# Twitter User Recommeder

This notebook details the approaches and the conclusions of building a twitter recommender.

<b>This notebook covers:</b>
1. Data Acquisition
2. Data Cleaning & Formatting
3. Training and Optimizing LDA
4. Detailing Next Steps

<b>Our Approach:</b>
1. Our approach was to get twitter data via the Twitter Search API and derive topics mentioned by a user.
2. Used Latent Dirichlet allocation derive the topics and optimized it using coherenc.
3. I found topics for the main user and 2nd degree users and found the ones with the highest overlaps.
4. The users were then ranked according to how many topics they have 2 words in common.

<b> Uses:</b>
1. This can be used to recommend followers to others based on the topics that folks talk about.
2. Via an app one can learn about others that have similar interests.

<b> Next Steps:</b>
1. Try RMF unsupervised learning
2. Optimize it to cut down the time
3. Get access to larger amounts of data
4. Build An App

### Aside from that, I hope you enjoy this notebook!

In [1]:
import pandas as pd
import numpy as np
import matplotlib.pyplot as plt

%matplotlib inline

In [10]:
import tweepy 
access_token = "318256106-lLR709QO7OzkUSQ549ji1bKzuCggcaNBbdDJkq9U"
access_token_secret = "cm14qVXM45PCsEutAp8a2haKgTAzwClkS55XusLUXlodO"
consumer_key = "ObXTJ4Qwrt9rnDr1SlbYAF1nu"
consumer_secret = "oU1BOffC7zOoqXsCuiBXw5ul3vHAjyK2XgyeRF156HG1Z0rbTs"

In [11]:
donald_raw = pd.read_csv('Donald-Tweets!.csv')
donald_raw.columns = [i.lower() for i in donald_raw.columns]

In [12]:
donald = donald_raw[donald_raw.type == 'text']
user_tweets = donald.tweet_text

# Getting Data

In [17]:
auth = tweepy.OAuthHandler(consumer_key, consumer_secret)
auth.set_access_token(access_token, access_token_secret)

api = tweepy.API(auth)
#user = api.get_user('kanyewest')
#
#
### Get Elon's Tweets
##stuff = api.user_timeline(screen_name = 'elonmusk', count = 5000, include_rts = False)
##user_tweets = [i.text for i in  stuff]
#    
## Get The People Elon Follows
users_friends = [i for i in api.friends_ids(screen_name = 'realDonaldTrump')]
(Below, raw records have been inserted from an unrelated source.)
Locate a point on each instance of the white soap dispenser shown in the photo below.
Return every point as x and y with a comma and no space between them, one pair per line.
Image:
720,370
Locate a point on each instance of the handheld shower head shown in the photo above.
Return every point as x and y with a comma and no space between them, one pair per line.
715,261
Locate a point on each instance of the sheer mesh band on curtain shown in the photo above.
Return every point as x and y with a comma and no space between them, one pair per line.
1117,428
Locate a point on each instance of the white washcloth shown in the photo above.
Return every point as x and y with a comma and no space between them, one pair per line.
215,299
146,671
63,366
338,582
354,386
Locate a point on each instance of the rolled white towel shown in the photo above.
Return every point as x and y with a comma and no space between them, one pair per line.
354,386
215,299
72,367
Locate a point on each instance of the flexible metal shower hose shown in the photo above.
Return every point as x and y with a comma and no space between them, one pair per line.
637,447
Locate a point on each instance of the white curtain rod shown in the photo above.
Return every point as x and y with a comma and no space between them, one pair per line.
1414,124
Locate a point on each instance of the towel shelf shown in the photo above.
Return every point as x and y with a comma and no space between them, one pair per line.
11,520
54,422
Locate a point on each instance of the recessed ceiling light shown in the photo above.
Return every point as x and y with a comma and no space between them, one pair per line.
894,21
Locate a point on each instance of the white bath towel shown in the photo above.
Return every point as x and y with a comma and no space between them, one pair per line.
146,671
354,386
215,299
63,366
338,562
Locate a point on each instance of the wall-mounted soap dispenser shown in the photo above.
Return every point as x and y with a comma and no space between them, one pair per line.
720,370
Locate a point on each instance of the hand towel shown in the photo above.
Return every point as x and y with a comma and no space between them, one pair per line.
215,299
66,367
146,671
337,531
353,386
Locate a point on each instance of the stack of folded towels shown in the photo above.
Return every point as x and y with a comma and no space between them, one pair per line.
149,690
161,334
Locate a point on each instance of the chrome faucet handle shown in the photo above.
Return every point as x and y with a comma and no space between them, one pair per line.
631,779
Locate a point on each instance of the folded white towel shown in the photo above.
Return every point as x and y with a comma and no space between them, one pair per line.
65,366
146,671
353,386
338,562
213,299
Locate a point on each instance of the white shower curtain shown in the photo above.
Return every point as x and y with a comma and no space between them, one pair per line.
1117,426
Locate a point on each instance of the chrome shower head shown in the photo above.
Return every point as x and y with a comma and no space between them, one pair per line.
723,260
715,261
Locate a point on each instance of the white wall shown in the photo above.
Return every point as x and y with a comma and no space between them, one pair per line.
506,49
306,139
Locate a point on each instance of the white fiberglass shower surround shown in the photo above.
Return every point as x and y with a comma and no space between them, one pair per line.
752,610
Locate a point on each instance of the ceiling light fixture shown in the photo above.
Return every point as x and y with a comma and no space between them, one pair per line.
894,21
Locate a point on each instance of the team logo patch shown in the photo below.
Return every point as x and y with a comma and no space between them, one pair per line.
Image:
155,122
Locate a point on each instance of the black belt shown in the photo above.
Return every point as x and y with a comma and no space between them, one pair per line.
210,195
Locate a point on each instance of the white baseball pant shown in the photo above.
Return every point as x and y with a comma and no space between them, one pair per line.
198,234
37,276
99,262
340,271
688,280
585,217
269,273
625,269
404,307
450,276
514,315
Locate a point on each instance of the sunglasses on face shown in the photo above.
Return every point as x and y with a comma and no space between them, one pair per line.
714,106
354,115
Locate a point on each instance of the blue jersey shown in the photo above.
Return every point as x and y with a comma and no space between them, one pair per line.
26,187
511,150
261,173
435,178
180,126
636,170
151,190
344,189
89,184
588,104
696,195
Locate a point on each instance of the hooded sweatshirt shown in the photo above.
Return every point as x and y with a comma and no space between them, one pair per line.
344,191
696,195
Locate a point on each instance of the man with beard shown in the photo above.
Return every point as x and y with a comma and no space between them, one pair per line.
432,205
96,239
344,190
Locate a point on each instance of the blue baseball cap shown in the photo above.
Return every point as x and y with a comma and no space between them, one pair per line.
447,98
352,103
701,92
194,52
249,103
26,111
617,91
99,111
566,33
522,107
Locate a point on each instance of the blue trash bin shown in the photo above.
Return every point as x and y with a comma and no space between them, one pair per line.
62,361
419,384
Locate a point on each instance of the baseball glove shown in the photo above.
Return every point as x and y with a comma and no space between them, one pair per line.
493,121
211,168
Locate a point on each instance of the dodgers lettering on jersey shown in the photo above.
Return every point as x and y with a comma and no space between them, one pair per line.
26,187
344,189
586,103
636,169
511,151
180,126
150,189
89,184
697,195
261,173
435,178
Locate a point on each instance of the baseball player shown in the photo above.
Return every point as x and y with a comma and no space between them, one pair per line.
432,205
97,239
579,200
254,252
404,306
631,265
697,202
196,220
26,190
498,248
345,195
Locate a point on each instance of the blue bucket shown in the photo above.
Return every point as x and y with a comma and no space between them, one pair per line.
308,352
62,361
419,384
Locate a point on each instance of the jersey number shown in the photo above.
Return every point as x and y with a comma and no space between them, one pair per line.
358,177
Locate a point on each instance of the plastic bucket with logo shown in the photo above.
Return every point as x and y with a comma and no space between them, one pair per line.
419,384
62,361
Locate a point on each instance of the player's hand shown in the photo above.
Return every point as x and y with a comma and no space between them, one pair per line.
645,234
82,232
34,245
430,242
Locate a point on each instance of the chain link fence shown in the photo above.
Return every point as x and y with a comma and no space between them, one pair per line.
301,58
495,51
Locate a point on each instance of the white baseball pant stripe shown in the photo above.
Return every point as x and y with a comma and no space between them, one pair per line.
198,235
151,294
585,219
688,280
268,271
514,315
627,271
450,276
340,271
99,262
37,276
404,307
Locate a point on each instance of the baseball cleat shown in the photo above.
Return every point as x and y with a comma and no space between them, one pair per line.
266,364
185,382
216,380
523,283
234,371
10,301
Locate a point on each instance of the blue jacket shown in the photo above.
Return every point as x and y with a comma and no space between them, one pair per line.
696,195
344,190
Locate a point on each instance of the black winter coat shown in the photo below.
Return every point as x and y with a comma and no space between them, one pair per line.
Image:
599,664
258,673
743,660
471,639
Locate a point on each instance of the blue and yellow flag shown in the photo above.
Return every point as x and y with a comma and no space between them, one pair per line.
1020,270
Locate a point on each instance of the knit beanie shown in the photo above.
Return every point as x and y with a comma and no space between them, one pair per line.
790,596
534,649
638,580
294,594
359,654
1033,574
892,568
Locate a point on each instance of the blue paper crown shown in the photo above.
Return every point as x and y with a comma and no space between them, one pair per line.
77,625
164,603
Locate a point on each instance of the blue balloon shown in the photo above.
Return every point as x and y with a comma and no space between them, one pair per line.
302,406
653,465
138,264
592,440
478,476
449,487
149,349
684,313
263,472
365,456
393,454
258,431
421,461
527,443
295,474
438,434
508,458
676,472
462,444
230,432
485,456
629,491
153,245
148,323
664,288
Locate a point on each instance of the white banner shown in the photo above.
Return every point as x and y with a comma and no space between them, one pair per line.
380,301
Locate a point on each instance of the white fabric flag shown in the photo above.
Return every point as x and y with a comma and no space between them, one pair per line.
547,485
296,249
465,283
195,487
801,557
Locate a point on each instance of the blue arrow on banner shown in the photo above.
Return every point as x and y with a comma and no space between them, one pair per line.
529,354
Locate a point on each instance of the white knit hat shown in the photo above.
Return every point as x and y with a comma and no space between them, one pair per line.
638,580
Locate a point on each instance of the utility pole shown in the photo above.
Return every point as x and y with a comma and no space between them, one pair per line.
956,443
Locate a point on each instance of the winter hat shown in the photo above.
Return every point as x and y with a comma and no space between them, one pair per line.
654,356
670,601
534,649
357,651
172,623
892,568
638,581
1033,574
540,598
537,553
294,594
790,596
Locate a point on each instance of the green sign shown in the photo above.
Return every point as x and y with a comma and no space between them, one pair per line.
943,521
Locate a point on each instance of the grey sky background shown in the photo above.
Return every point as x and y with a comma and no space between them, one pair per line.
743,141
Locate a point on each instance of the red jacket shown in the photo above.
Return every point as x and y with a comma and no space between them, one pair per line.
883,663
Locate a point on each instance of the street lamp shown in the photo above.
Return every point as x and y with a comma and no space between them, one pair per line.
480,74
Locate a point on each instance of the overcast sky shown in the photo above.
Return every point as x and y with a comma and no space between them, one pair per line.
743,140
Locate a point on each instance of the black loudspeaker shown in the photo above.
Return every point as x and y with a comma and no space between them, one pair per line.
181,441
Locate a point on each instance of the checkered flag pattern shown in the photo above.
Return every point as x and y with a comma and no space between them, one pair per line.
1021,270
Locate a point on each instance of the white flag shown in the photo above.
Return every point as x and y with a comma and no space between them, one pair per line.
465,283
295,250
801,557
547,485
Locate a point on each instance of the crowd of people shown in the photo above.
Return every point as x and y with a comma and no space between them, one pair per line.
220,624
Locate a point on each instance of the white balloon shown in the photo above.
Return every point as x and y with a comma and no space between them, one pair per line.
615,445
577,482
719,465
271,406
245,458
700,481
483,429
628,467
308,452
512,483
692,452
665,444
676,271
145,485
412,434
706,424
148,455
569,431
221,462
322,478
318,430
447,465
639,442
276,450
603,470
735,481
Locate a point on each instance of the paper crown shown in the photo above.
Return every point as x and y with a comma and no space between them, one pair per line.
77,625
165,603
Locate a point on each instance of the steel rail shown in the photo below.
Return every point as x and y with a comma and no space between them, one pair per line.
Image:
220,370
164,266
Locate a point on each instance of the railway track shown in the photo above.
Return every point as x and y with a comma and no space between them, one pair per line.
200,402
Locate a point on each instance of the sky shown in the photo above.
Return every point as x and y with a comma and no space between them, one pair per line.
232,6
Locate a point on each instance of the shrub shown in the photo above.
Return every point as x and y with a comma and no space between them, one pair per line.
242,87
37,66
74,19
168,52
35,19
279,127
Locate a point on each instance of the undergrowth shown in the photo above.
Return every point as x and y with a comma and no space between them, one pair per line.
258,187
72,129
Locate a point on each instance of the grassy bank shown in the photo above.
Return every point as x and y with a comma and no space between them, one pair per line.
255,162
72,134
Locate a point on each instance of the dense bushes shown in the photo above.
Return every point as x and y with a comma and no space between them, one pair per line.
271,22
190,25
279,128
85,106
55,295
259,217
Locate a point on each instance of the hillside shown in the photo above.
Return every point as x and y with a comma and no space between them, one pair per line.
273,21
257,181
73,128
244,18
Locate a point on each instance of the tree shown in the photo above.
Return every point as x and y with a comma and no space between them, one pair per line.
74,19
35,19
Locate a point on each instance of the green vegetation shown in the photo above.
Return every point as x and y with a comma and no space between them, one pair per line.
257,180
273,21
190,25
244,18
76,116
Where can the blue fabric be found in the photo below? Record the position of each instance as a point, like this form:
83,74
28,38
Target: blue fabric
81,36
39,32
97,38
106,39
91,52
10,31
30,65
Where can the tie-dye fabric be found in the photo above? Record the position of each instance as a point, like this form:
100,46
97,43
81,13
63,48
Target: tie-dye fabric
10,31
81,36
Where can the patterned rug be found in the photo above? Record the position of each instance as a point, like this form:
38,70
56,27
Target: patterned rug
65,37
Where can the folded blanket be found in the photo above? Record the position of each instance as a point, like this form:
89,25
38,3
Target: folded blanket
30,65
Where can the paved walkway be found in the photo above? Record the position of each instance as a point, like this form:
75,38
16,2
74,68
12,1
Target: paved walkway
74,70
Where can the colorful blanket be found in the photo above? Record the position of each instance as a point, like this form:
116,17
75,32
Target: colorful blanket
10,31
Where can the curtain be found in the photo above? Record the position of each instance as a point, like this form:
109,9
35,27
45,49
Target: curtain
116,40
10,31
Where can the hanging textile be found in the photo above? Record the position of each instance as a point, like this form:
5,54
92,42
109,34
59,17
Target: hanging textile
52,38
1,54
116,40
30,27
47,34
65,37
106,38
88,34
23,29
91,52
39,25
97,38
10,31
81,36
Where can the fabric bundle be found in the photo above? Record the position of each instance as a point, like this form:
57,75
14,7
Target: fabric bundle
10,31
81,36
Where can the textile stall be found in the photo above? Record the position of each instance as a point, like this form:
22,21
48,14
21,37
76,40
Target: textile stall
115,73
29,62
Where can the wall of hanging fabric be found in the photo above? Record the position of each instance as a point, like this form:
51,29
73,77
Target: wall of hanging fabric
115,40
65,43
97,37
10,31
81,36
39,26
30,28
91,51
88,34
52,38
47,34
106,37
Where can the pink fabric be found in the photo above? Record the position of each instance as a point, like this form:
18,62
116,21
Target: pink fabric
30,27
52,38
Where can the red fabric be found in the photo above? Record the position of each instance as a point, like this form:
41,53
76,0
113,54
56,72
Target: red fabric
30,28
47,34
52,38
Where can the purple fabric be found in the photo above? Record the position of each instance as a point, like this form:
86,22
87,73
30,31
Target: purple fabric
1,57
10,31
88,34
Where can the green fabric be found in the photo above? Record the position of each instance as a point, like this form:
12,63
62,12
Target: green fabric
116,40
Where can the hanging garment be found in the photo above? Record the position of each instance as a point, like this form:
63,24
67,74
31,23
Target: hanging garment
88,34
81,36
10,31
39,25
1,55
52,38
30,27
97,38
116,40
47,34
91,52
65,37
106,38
##Getting 2nd degree followers
second_degree_friends = []
for ids in users_friends[:35]:
    second_degree_friends.extend([i for i in api.friends_ids(id = ids, count = 20)])

   
 final_second_degree_friends = [i for i in second_degree_friends if i not in set(users_friends)]    

In [19]:
len(final_second_degree_friends)

168

In [166]:
second_degree_friends_user_names = []

for i,friend_ids in enumerate(final_second_degree_friends[:50]):
    try:
        second_degree_friends_user_names.append(api.get_user(friend_ids).screen_name )
    except:
        pass

# 2. Clean Data

In [67]:
import spacy
import nltk
from gensim.models import Phrases
from gensim.models.word2vec import LineSentence
from gensim.corpora import Dictionary, MmCorpus
from gensim.models.ldamulticore import LdaMulticore
import pyLDAvis
import pyLDAvis.gensim
from collections import Counter
from gensim.corpora.dictionary import Dictionary
from gensim.models.coherencemodel import CoherenceModel
from gensim.models.ldamodel import LdaModel

nlp = spacy.load('en')

#### Pt1. Remove Second Degree Connections That Are News

In [31]:
exclude = ('womenfortrump', 'fema', 'flotus', 'potus', 'huffpost', 'secondlady', 
           'realdonaldtrump', 'VPPressSec', 'axios', 'vppresssec', 'oann', 'noaa')

In [32]:
final_second_degree_screen_name = [i for i in second_degree_friends_user_names if i.lower() not in exclude]

In [34]:
#Getting 2nd degree connection tweets    
second_degree_tweets = {}
for screen_name in final_second_degree_screen_name[-10:]:
    try:
        stuff = api.user_timeline( screen_name= screen_name, count = 200, include_rts = False)
        second_degree_tweets[screen_name] = [i.text for i in  stuff]    
    except:
        pass

In [70]:
len(users_friends)

47

In [75]:
len(second_degree_friends)

263

In [81]:
len(second_degree_tweets.keys())

10

In [40]:
len(second_degree_tweets.values()[2])

119

#### Pt2. Stem, Lemmatize and Remove Stop Words

In [42]:
def clean_text(text):
    tokenized_tweets = []
    for tweet in user_tweets:
        tokenized_tweet = nlp(tweet.decode('unicode-escape'))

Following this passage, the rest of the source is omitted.